Assassinat de Dulcie September à Paris: les proches demandent la réouverture de l'enquête

© Véronique Gaymard/RFI

Le 29 mars 1988, Dulcie September, représentante de l’ANC en France était assassinée à Paris. Si la mort de cette opposante au régime d’apartheid en Afrique du Sud a provoqué de nombreuses réactions, l’enquête n’a pas permis d’identifier les coupables et la justice française a prononcé un non-lieu en 1992. Ce mercredi, une audience est prévue au tribunal à Paris car les proches de Dulcie September demandent la réouverture de l’enquête.

Trois décennies après l’assassinat de Dulcie September, pour ses proches, les mêmes questions. Qui a tiré ? Qui a commandité ? La militante détenait-elle des informations confidentielles sur des ventes d’armes de la France à l’Afrique du Sud malgré l’embargo des Nations unies ? Sur de possibles accords également sur des questions nucléaires entre les deux États ?
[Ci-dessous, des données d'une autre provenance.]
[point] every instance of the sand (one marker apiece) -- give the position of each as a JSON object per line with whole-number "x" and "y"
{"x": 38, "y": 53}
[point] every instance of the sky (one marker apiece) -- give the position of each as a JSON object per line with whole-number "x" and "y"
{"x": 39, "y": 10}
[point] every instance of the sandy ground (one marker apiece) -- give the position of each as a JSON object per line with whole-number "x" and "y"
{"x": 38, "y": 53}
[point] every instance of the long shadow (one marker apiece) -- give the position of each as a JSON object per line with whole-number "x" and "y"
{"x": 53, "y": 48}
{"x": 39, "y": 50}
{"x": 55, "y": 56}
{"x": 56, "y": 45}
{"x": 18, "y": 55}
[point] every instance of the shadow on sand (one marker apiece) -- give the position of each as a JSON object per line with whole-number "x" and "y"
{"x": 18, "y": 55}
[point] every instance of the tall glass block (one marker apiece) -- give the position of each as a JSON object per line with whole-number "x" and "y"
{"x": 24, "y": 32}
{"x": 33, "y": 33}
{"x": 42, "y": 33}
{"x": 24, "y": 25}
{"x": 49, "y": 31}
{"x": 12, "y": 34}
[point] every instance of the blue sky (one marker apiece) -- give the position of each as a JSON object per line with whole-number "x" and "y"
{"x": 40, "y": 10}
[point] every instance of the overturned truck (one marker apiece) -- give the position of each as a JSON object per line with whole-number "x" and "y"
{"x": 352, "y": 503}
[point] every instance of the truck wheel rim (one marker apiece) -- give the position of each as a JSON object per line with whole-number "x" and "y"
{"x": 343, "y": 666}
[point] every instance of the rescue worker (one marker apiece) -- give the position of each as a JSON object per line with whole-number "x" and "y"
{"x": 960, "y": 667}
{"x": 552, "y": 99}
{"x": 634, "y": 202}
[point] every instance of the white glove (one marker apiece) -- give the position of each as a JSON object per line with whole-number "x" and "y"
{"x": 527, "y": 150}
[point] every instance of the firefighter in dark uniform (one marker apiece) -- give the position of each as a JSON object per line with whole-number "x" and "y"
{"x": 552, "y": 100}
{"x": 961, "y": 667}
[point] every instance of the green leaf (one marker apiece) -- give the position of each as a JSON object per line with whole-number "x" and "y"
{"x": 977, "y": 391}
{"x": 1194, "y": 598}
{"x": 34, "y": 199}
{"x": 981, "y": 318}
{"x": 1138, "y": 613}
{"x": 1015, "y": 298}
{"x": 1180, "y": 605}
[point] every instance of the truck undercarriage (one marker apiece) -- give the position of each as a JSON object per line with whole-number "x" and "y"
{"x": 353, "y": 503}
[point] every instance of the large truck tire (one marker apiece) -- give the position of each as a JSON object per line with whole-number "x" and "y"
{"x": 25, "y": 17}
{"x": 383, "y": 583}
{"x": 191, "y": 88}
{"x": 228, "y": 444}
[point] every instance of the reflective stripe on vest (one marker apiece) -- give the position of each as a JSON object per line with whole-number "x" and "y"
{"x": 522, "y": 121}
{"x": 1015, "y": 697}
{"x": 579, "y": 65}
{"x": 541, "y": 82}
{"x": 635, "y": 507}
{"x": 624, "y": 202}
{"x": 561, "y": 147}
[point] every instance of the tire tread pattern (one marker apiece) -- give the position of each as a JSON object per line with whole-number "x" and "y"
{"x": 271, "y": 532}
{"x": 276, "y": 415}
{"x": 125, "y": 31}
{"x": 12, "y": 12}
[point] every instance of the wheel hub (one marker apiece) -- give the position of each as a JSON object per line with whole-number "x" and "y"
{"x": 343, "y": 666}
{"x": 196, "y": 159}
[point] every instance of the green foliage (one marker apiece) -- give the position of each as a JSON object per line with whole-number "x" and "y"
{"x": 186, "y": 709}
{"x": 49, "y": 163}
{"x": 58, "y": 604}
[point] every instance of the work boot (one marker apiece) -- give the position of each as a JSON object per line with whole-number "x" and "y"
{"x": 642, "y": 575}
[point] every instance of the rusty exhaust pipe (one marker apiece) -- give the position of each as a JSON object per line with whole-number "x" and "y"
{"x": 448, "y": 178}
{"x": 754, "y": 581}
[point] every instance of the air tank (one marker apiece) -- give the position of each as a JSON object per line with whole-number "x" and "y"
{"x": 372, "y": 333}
« Nous pensons que la justice française n'a pas fait vraiment son travail, nous explique Jacqueline Derens, membre du collectif des amis de Dulcie September, au micro de Guillaume Thibault de la rédaction Afrique. C'est ce que nous voulons mettre en avant : il y a déni de justice pour la famille de Dulcie September. »

Déni de justice et plus concrètement une non-application de la justice internationale concernant le droit d’apartheid. Car la France, comme de nombreux pays, a reconnu que les actes commis durant l’apartheid étaient imprescriptibles.